Masonry source code analysis
The core of Masonry is still to use the native NSLayoutConstraint class to add constraints, which makes it more convenient for developers to add constraint layouts through unified encapsulation and chained functional programming.
1. The core View+MASAdditions category
This class is the core class used in Masonry to add, update and reset constraints. Which provides our most commonly used layout functions.

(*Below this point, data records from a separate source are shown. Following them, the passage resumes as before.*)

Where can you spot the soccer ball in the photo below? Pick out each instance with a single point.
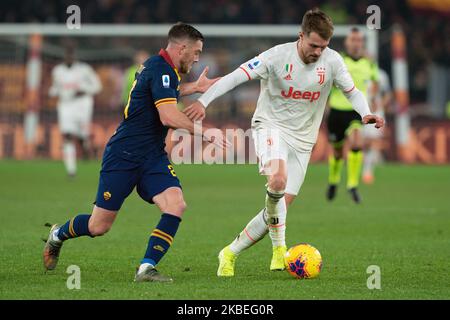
(303, 261)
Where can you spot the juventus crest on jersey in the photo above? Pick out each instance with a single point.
(294, 94)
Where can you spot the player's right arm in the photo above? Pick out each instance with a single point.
(54, 89)
(256, 68)
(165, 100)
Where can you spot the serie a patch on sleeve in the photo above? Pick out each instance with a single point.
(166, 80)
(253, 64)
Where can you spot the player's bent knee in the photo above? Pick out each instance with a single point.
(278, 182)
(101, 221)
(99, 230)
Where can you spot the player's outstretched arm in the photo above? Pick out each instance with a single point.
(196, 111)
(360, 105)
(171, 117)
(201, 85)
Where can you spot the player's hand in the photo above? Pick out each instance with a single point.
(203, 83)
(195, 112)
(217, 137)
(371, 118)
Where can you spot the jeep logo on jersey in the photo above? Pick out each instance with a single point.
(297, 94)
(254, 64)
(166, 81)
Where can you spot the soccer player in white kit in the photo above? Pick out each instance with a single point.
(296, 79)
(74, 83)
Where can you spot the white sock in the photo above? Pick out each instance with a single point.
(70, 157)
(55, 235)
(276, 212)
(255, 230)
(144, 266)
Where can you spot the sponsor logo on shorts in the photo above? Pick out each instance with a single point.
(106, 195)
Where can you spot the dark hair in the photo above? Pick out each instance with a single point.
(317, 21)
(182, 30)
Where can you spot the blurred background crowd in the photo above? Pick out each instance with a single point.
(425, 22)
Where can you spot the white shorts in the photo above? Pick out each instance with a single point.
(75, 119)
(370, 132)
(270, 145)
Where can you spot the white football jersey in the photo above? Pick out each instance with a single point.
(68, 80)
(294, 94)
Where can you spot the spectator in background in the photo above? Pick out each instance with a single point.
(139, 58)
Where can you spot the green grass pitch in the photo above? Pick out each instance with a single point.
(403, 226)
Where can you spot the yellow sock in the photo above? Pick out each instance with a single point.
(354, 164)
(334, 170)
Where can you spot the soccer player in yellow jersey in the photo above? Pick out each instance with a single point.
(344, 124)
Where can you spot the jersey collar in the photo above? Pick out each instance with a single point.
(163, 53)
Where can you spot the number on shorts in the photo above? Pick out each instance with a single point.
(172, 170)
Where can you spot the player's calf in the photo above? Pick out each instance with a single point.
(172, 205)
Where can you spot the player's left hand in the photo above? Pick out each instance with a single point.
(203, 83)
(371, 118)
(195, 112)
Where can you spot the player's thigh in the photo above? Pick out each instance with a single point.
(158, 176)
(297, 166)
(117, 180)
(271, 150)
(336, 126)
(171, 201)
(84, 120)
(101, 220)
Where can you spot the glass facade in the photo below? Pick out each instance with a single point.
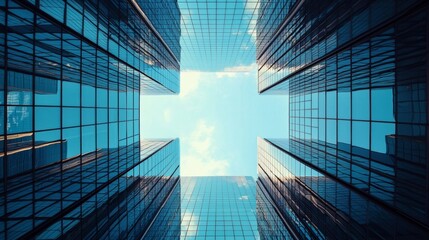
(218, 208)
(313, 205)
(71, 160)
(218, 35)
(355, 74)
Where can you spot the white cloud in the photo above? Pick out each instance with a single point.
(235, 71)
(200, 159)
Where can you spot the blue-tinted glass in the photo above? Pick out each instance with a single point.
(71, 116)
(360, 134)
(360, 104)
(344, 105)
(379, 134)
(344, 131)
(72, 136)
(88, 116)
(88, 139)
(47, 118)
(71, 94)
(331, 104)
(382, 104)
(19, 119)
(88, 96)
(48, 91)
(331, 132)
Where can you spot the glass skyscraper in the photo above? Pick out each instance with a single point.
(72, 164)
(355, 164)
(218, 208)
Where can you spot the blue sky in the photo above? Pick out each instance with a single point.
(218, 117)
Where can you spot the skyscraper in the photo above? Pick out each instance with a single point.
(71, 160)
(355, 74)
(218, 208)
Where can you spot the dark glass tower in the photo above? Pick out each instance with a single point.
(71, 161)
(355, 74)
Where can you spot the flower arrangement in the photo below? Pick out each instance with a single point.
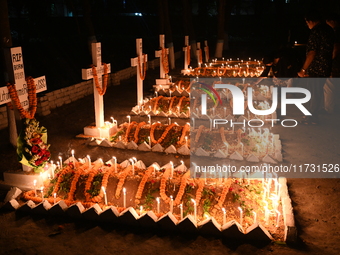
(32, 147)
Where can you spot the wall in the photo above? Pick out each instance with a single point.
(58, 98)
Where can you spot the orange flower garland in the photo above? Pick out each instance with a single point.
(152, 131)
(166, 132)
(143, 181)
(32, 98)
(165, 60)
(122, 177)
(182, 188)
(101, 90)
(224, 193)
(142, 69)
(162, 185)
(137, 131)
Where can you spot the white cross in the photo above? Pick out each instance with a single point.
(158, 54)
(16, 74)
(140, 67)
(87, 74)
(186, 50)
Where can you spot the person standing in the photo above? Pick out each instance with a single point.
(318, 62)
(331, 88)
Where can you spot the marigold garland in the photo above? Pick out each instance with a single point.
(32, 98)
(181, 190)
(142, 68)
(101, 90)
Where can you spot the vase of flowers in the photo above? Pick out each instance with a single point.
(33, 150)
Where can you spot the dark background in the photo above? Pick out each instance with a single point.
(54, 34)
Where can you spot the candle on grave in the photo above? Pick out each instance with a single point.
(61, 161)
(158, 204)
(89, 160)
(115, 163)
(124, 197)
(35, 187)
(133, 166)
(172, 169)
(42, 192)
(171, 204)
(104, 192)
(224, 216)
(278, 214)
(241, 215)
(195, 208)
(255, 217)
(181, 210)
(52, 169)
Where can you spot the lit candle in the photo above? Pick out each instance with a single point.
(52, 169)
(277, 217)
(61, 161)
(171, 204)
(255, 216)
(158, 204)
(133, 166)
(241, 215)
(104, 192)
(115, 162)
(35, 187)
(224, 216)
(181, 210)
(124, 197)
(89, 160)
(42, 192)
(195, 208)
(172, 169)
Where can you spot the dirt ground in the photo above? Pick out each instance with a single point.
(315, 201)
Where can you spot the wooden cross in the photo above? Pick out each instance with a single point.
(199, 54)
(186, 50)
(139, 62)
(16, 75)
(206, 51)
(158, 54)
(87, 75)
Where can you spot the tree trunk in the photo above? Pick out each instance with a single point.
(6, 42)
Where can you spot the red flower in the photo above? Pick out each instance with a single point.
(35, 149)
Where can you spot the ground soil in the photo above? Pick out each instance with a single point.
(315, 200)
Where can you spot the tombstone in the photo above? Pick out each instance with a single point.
(102, 129)
(162, 55)
(199, 55)
(186, 50)
(140, 63)
(206, 51)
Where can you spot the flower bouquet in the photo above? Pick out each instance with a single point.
(33, 150)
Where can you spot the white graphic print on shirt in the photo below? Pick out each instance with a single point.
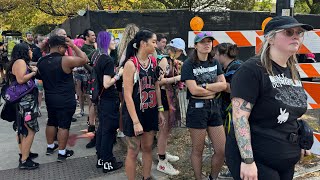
(205, 75)
(283, 117)
(289, 93)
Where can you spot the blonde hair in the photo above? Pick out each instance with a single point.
(129, 32)
(267, 62)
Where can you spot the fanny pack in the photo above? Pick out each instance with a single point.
(305, 135)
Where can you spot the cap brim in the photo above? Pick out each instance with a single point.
(184, 52)
(212, 38)
(304, 26)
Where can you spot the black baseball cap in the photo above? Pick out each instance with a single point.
(284, 22)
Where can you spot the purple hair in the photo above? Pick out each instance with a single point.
(103, 41)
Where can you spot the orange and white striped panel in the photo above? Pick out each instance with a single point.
(309, 70)
(241, 38)
(312, 89)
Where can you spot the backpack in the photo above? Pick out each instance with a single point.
(93, 84)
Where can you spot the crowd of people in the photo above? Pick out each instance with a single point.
(132, 87)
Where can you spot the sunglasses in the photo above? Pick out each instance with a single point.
(202, 34)
(291, 32)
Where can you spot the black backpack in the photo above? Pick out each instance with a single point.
(93, 83)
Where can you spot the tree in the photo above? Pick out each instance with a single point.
(241, 4)
(9, 5)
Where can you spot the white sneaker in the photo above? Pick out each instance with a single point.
(165, 167)
(120, 134)
(171, 158)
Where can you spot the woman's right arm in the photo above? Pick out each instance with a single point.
(128, 78)
(241, 110)
(19, 69)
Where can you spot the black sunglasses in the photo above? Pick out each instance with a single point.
(291, 32)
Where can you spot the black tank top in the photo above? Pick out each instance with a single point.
(58, 85)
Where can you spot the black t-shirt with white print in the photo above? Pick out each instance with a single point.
(201, 71)
(278, 102)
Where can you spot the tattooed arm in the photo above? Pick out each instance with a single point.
(241, 110)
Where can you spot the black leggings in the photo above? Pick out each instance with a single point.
(275, 169)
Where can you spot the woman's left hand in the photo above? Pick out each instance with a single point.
(305, 153)
(162, 120)
(33, 68)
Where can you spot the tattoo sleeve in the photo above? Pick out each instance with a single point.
(241, 112)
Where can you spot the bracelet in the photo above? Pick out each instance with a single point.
(117, 77)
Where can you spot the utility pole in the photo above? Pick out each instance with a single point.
(284, 7)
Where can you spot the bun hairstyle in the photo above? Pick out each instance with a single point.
(231, 50)
(134, 44)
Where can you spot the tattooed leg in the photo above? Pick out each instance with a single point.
(133, 144)
(241, 113)
(146, 147)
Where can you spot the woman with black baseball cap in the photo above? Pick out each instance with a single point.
(204, 79)
(267, 98)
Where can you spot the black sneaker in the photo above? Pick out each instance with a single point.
(112, 165)
(31, 155)
(52, 150)
(28, 164)
(62, 158)
(91, 128)
(92, 143)
(99, 163)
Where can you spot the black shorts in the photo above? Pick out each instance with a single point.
(60, 118)
(203, 113)
(164, 100)
(148, 120)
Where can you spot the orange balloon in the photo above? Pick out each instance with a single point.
(265, 22)
(196, 23)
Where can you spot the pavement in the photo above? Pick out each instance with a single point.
(80, 166)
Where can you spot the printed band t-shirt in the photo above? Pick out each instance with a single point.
(202, 72)
(278, 102)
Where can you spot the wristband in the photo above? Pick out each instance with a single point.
(116, 77)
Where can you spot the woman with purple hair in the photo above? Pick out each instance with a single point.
(108, 105)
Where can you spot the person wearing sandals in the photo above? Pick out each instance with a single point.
(55, 70)
(17, 68)
(226, 54)
(142, 95)
(108, 105)
(267, 99)
(169, 83)
(204, 79)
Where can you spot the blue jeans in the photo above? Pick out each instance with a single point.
(108, 113)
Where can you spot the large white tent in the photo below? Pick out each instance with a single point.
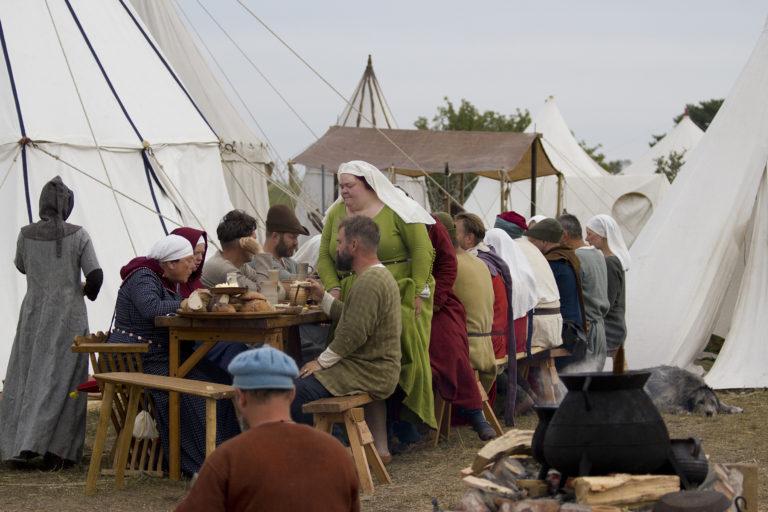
(681, 139)
(587, 190)
(244, 155)
(85, 95)
(689, 252)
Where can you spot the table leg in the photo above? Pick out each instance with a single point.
(101, 435)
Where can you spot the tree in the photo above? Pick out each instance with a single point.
(669, 166)
(701, 114)
(613, 167)
(467, 117)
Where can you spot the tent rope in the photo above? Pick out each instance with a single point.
(90, 128)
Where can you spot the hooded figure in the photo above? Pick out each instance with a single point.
(37, 416)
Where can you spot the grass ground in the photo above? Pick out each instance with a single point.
(418, 477)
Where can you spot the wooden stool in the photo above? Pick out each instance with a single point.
(136, 383)
(348, 410)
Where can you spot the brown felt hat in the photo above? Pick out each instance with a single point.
(547, 229)
(281, 219)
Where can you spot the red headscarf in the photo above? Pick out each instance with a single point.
(193, 235)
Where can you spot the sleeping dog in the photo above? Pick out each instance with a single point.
(677, 391)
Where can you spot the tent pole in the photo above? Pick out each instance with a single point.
(447, 193)
(533, 176)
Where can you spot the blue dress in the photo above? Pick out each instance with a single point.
(141, 298)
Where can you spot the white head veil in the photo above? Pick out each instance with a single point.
(605, 226)
(405, 207)
(524, 295)
(170, 248)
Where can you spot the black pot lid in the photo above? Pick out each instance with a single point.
(700, 501)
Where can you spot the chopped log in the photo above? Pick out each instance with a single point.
(488, 486)
(623, 489)
(513, 441)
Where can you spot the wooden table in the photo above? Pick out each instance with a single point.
(210, 329)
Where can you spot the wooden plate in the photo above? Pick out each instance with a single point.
(236, 315)
(228, 290)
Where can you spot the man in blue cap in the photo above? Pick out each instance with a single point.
(274, 464)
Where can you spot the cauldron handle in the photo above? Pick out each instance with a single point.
(696, 447)
(585, 390)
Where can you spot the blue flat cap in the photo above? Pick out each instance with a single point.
(263, 368)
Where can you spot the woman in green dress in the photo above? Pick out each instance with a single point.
(405, 249)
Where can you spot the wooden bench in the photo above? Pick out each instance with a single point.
(443, 411)
(146, 454)
(136, 383)
(544, 360)
(348, 411)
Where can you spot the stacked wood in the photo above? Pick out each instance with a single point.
(623, 489)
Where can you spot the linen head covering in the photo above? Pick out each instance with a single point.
(546, 229)
(263, 368)
(170, 248)
(195, 237)
(56, 204)
(406, 208)
(524, 294)
(446, 220)
(605, 226)
(282, 219)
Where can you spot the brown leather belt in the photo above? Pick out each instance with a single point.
(546, 311)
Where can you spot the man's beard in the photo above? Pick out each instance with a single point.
(284, 250)
(344, 261)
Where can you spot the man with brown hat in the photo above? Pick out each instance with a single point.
(283, 230)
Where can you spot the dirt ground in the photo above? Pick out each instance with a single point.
(418, 477)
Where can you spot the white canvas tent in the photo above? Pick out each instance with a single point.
(587, 190)
(243, 154)
(370, 111)
(100, 107)
(681, 139)
(686, 257)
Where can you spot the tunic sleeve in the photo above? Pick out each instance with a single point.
(19, 260)
(88, 260)
(358, 320)
(146, 293)
(420, 250)
(445, 266)
(325, 264)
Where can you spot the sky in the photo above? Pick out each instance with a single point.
(619, 71)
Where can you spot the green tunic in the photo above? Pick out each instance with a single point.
(408, 253)
(367, 338)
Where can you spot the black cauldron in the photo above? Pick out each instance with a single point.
(606, 424)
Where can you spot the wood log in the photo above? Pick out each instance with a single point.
(623, 489)
(513, 441)
(488, 486)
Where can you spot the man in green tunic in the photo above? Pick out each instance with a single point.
(364, 355)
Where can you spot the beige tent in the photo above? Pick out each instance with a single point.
(505, 156)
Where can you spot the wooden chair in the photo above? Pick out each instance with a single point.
(146, 455)
(136, 384)
(544, 360)
(348, 411)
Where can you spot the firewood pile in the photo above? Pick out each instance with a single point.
(504, 478)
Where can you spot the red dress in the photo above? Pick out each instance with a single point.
(452, 374)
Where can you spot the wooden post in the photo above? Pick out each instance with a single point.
(533, 175)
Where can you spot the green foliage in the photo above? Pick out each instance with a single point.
(669, 166)
(613, 166)
(469, 118)
(466, 117)
(703, 113)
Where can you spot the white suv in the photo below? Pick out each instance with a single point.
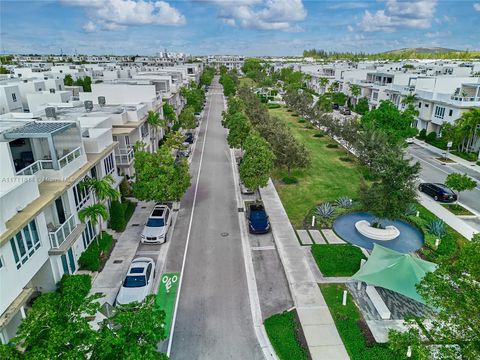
(156, 228)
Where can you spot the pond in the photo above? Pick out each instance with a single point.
(409, 240)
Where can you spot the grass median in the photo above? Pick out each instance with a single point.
(326, 179)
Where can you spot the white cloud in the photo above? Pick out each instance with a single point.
(119, 14)
(89, 27)
(278, 15)
(414, 14)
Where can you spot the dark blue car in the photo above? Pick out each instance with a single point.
(438, 192)
(258, 222)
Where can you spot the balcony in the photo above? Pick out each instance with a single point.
(59, 235)
(124, 156)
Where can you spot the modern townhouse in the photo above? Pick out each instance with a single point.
(44, 159)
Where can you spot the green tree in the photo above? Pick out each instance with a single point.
(389, 119)
(239, 129)
(454, 327)
(187, 119)
(158, 177)
(394, 187)
(258, 162)
(460, 182)
(169, 113)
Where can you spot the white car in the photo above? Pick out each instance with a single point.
(138, 282)
(156, 228)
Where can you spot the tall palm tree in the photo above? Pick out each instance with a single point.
(95, 213)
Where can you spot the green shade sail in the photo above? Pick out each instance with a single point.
(394, 271)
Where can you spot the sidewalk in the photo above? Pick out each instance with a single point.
(322, 337)
(108, 280)
(454, 221)
(471, 165)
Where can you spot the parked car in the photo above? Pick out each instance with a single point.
(245, 190)
(258, 222)
(138, 282)
(439, 192)
(189, 138)
(156, 228)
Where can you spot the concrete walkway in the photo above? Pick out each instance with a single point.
(454, 221)
(321, 335)
(471, 165)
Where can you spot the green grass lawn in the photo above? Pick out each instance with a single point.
(244, 81)
(327, 178)
(337, 260)
(282, 331)
(348, 320)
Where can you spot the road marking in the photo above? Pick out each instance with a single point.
(255, 309)
(172, 330)
(261, 248)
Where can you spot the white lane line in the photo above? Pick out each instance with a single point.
(172, 329)
(255, 309)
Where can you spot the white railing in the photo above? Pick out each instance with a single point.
(124, 156)
(67, 159)
(58, 236)
(35, 167)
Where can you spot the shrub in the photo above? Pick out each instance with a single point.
(432, 136)
(289, 180)
(436, 227)
(344, 202)
(346, 158)
(422, 134)
(117, 216)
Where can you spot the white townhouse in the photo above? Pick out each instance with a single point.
(41, 238)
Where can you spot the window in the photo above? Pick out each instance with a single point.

First of all, it can be seen from the category naming that the classes extended by this category are set by macros:
@interface MAS_VIEW (MASAdditions)
The MAS_VIEW macro achieves the function of platform shielding. On iOS, it is UIView, and on MacOS, it is actually NSView.
A number of layout properties are defined in the MASAdditions category, such as top, bottom, left, right margins, width height, and more. These attributes are abstracted as the MASViewAttribute object, which will be described in detail later.
//左
@property (nonatomic, strong, readonly) MASViewAttribute *mas_left;
//上
@property (nonatomic, strong, readonly) MASViewAttribute *mas_top;
//右
@property (nonatomic, strong, readonly) MASViewAttribute *mas_right;
//下
@property (nonatomic, strong, readonly) MASViewAttribute *mas_bottom;
//前
@property (nonatomic, strong, readonly) MASViewAttribute *mas_leading;
//后
@property (nonatomic, strong, readonly) MASViewAttribute *mas_trailing;
//宽
@property (nonatomic, strong, readonly) MASViewAttribute *mas_width;
//高
@property (nonatomic, strong, readonly) MASViewAttribute *mas_height;
//水平中心
@property (nonatomic, strong, readonly) MASViewAttribute *mas_centerX;
//垂直中心
@property (nonatomic, strong, readonly) MASViewAttribute *mas_centerY;
//基线
@property (nonatomic, strong, readonly) MASViewAttribute *mas_baseline;
//这个是一个链式编程的通用转换方法,使用这个属性将系统的NSLayoutAttribute转换成抽象的MASViewAttribute对象
@property (nonatomic, strong, readonly) MASViewAttribute *(^mas_attribute)(NSLayoutAttribute attr);
//基线相关
@property (nonatomic, strong, readonly) MASViewAttribute *mas_firstBaseline;
@property (nonatomic, strong, readonly) MASViewAttribute *mas_lastBaseline;
//安全区 相关
@property (nonatomic, strong, readonly) MASViewAttribute *mas_safeAreaLayoutGuide API_AVAILABLE(ios(11.0),tvos(11.0));
@property (nonatomic, strong, readonly) MASViewAttribute *mas_safeAreaLayoutGuideTop API_AVAILABLE(ios(11.0),tvos(11.0));
@property (nonatomic, strong, readonly) MASViewAttribute *mas_safeAreaLayoutGuideBottom API_AVAILABLE(ios(11.0),tvos(11.0));
@property (nonatomic, strong, readonly) MASViewAttribute *mas_safeAreaLayoutGuideLeft API_AVAILABLE(ios(11.0),tvos(11.0));
@property (nonatomic, strong, readonly) MASViewAttribute *mas_safeAreaLayoutGuideRight API_AVAILABLE(ios(11.0),tvos(11.0));
//关联的key值
@property (nonatomic, strong) id mas_key;Here are the 3 most commonly used layout methods:
//创建约束
- (NSArray *)mas_makeConstraints:(void(NS_NOESCAPE ^)(MASConstraintMaker *make))block;
//更新约束
- (NSArray *)mas_updateConstraints:(void(NS_NOESCAPE ^)(MASConstraintMaker *make))block;
//重新创建约束
- (NSArray *)mas_remakeConstraints:(void(NS_NOESCAPE ^)(MASConstraintMaker *make))block;The specific implementations of these three functions are basically the same, and the core processes are: turn off the view Autoresizing feature -> create a constraint generator -> configure the constraint generator -> call back the developer's constraint settings -> load constraints. The difference between these three functions is only in the part of configuring the constraint generator. The updateExisting parameter is configured as YES, which means that the existing constraints are to be updated, and the removeExisting is configured as YES, which means that the constraints are to be recreated. The constraint generator is abstracted as a MASConstraintMaker object, let's look at this class in detail.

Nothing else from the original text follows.